🤖 AI Summary
Existing vision-based tactile sensors face bottlenecks in sensitivity, micronewton-scale force resolution, and computational efficiency. This paper introduces a novel high-sensitivity vision-tactile sensing paradigm: micro/nano-fabricated trench structures modulate light propagation to convert mechanical deformation into high-contrast optical features—namely, intensity, line width, and intersection pattern changes—eliminating reliance on conventional marker-based tracking. A single-layer lightweight CNN enables real-time, decoupled estimation of contact location, displacement, and applied force. The co-designed “microstructure–optics–algorithm” framework achieves, for the first time, 10 mN force detection sensitivity, sub-millimeter spatial resolution, and displacement estimation with MAE < 0.05 mm. It significantly reduces computational demand while offering inherent electromagnetic interference immunity, making it well-suited for soft robotics and wearable systems.
📝 Abstract
Tactile sensing is critical in advanced interactive systems by emulating the human sense of touch to detect stimuli.

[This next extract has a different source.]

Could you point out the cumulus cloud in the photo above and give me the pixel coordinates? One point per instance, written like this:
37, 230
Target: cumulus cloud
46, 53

Vision-based tactile sensors (VBTSs) are promising for their ability to provide rich information, robustness, adaptability, low cost, and multimodal capabilities. However, current technologies still have limitations in sensitivity, spatial resolution, and the high computational demands of deep learning-based image processing. This paper presents a comprehensive approach combining a novel sensor structure with micromachined structures and an efficient image processing method, and demonstrates that carefully engineered microstructures within the sensor hardware can significantly enhance sensitivity while reducing computational load. Unlike traditional designs with tracking markers, our sensor incorporates an interface surface with micromachined trenches, as an example of microstructures, which modulate light transmission and amplify the variation in response to applied force. By capturing variations in brightness, wire width, and cross pattern locations with a camera, the sensor accurately infers the contact location, the magnitude of displacement and applied force with a lightweight convolutional neural network (CNN). Theoretical and experimental results demonstrated that the microstructures significantly enhance sensitivity by amplifying the visual effects of shape distortion. The sensor system effectively detected forces below 10 mN, and achieved a millimetre-level single-point spatial resolution. Using a model with only one convolutional layer, a mean absolute error (MAE) below 0.05 mm have been achieved. Its soft sensor body ensures compatibility with soft robots and wearable electronics, while its immunity to electrical crosstalk and interference guarantees reliability in complex human-machine environments.